Love’s Endless Wonders
I watched as the worn wooden stairs once again felt the soft steps of the old man carry his great-grandchild down to the basement pantry shelf.
As each grandchild turned nine months he would make the same journey. Pointing to individual cans of food with his finger, he’d say, “See here – here’s a can of plums. Plums are purple. Plums start with the letter p.”
They would spend the time needed to label each variety enjoying each other’s company. At nine months, that the grandchild understood what he was saying was doubtful, but she understood the attention she was receiving.
On Saturday morning, the sound of the door bell rang as it was pressed. She moved swiftly to answer it, the neighborhood children spilling in as the door swung open.

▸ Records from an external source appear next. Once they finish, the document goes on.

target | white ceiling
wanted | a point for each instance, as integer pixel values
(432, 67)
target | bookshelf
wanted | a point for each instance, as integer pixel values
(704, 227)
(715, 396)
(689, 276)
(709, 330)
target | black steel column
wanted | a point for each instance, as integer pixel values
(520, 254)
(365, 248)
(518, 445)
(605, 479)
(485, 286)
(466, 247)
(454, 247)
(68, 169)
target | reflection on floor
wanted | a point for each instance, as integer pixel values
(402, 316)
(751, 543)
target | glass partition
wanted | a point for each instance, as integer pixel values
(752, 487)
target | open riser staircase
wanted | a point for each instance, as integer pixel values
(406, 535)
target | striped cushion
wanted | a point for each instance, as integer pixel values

“Hi, Mrs. Chambers! Is it time to get a book yet?” Smiling, she watched as the neighborhood children carefully looked through each book.
Reaching toward her desk, she took out the worn notebook and began to write each child’s name alongside the title of his chosen book.
“Remember: bring them back next Saturday so you can borrow another.” Those were the days when mothers stayed home with the children and cars went to work with fathers. My grandmother was the neighborhood library.
Long hot summer days rewarded me with a walk down to the local Burger Dairy store with Grandpa for Popsicles. He always had an excuse; Grandma needed milk or maybe a dozen eggs. But I always knew the true reason: we needed a Popsicle. Enjoying a Popsicle was a large treat disguised as a small treat, for I got to share in the community as he pointed out the comings and goings of the neighborhood along our walk.
Encourage hands on experience in the classroom. Ask open ended questions and provide open ended activities. Children do learn by playing because play is their work. Academics will come when social skills are learned. Mistakes are children’s greatest lessons and often a missed teaching opportunity. All of these are teaching methods and ideologies being taught in today’s Early Childhood Education classes.
My grandparents were already practicing those methods decades ago. They were ahead of their time. Only they called it entertaining the children.
Long walks in the woods with Grandpa taught me about plants and animals. Folks in need were brought home for Sunday dinner. Homemade activities required me to get dirty or messy. Each and every experience they gave me, not only enveloped all the developmental areas – it preceded today’s hands on teaching methods in a time where children learned by sitting quietly in school.
Their philosophy about teaching children was role modeled beautifully during their lives and shared with their grandchildren. Because of that awesome role modeling, this I believe: children are given to us from God, not brought here to entertain us, but to be nurtured by us. The joy we receive from our experience with them is our gift from him.